By Tom Kaiser

Raw numbers can be hard to come by in such a new industry, especially one dominated by cutthroat competition banking on explosive predictions to keep the venture capital flowing. But research from 1010data on the restaurant and meal delivery categories offers a piping fresh look at who’s up, who’s down and which food-delivery upstarts are retaining customers after the initial trial period.

Starting with restaurant delivery, New York-based 1010data analyzed sales from October through December of 2016 for the 10 top restaurant delivery services. Here’s what the research tells us: Overall, the 10 delivery services saw their sales grow 43% year over year, and were up 18% compared with the third quarter of 2016.

In terms of market share, Seamless by far leads the pack with more than a quarter of the market; GrubHub came in second. Combined, these two players accounted for more than half of all sales in the fourth quarter, which is double the share of their closest competitors, Eat24 and UberEats. DoorDash is the fifth largest provider, closely followed by Postmates. The final four players with a much smaller share are Caviar, Foodler, Delivery.com and Munchery.

While UberEats is still a mid-pack player in this list, it entered the market two years ago and has experienced explosive year-over-year growth as compared to the fourth quarter of 2015. During the year, UberEats had 17 times more sales growth than its closest competitor, DoorDash. 1010data attributed the dramatic spike to UberEats launching as a separate app, rather than being a component of the Uber car-hailing app.

Customer frequently was also analyzed, and the finding was that regardless of the third-party delivery service used, customers placed orders at least once a week. Delivery.com and Seamless lead the frequency pack at two-times a week.

“Assuming that the average person eats 21 meals in a week, restaurant delivery is responsible for 5 to 10% of customers’ meals in a given week,” the study found. In an interview with Senior Vice President of Data Insights for Food on Demand at 1010data, Natalie Seidman, stressed that those figures are specific to third-party delivery customers, not the U.S. population as a whole.Because the average American eats out 4.5 times a week, third-party restaurant delivery has captured a quarter of dined out meals—not bad for a bunch of upstarts.

Because the average American eats out 4.5 times a week, third-party restaurant delivery has captured a quarter of dined out meals—not bad for a bunch of upstarts.

Adventurous meal-kitters

As for meal delivery providers, it’s no surprise that Blue Apron, HelloFresh and Plated are the leading brands in an industry that’s seen its sales grow more than 500% since 2014, according to 1010data’s latest look at the category. Blue Apron has 71% of the total market, followed by HelloFresh at 23% and Plated at 6%.

Repeat customers are key to the meal-kit services phenomenon, so perhaps 1010data’s most telling finding is that 77% of customers who tried out such services during the past two years placed two or more orders, and 48% placed five or more. By this measure, Blue Apron is far ahead of the pack, with more than 3-times the sales of its closest competitor from January 2014 to September 2016.

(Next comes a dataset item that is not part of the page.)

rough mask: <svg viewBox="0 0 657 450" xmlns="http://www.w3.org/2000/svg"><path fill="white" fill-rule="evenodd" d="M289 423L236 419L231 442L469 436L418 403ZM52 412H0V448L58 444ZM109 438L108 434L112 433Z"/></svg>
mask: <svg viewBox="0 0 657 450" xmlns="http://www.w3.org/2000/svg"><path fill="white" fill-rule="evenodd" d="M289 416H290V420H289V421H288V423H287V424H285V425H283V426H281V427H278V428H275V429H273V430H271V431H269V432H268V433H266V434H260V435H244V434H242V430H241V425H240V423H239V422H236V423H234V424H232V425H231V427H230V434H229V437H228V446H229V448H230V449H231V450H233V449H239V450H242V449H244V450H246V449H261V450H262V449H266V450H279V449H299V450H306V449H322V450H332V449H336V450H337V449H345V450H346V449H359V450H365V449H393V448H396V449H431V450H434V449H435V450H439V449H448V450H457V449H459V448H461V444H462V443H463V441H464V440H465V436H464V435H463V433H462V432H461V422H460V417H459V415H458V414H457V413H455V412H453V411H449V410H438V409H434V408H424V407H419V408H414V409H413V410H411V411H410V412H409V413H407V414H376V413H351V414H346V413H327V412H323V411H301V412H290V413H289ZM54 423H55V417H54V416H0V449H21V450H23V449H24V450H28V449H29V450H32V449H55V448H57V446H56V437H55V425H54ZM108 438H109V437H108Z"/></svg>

Moving beyond market share to brand loyalty, 89% of Blue Apron’s customers have made repeat purchases from Blue Apron. Those numbers fall slightly for its closest competitors, 73% for HelloFresh and 60% for Plated. The study added that Plated’s customers are the most adventurous, with 8% trying all three services over the last two years.

Customers begin to trail off, according to 1010data, after about two weeks, which is when Blue Apron saw the sharpest decline in returning customers—it was three weeks for HelloFresh.

Blue Apron may be “the cream of the crop” right now, but the surveyors add that new, more diversified players like Purple Carrot and PeachDish are courting vegans and lovers of southern-style comfort food.

In short, for both meal delivery and third-party restaurant delivery services, it’s far too easy to determine final winners and losers as curious customers test the waters in both categories. May the creativity and investor equity continue to flow like wine.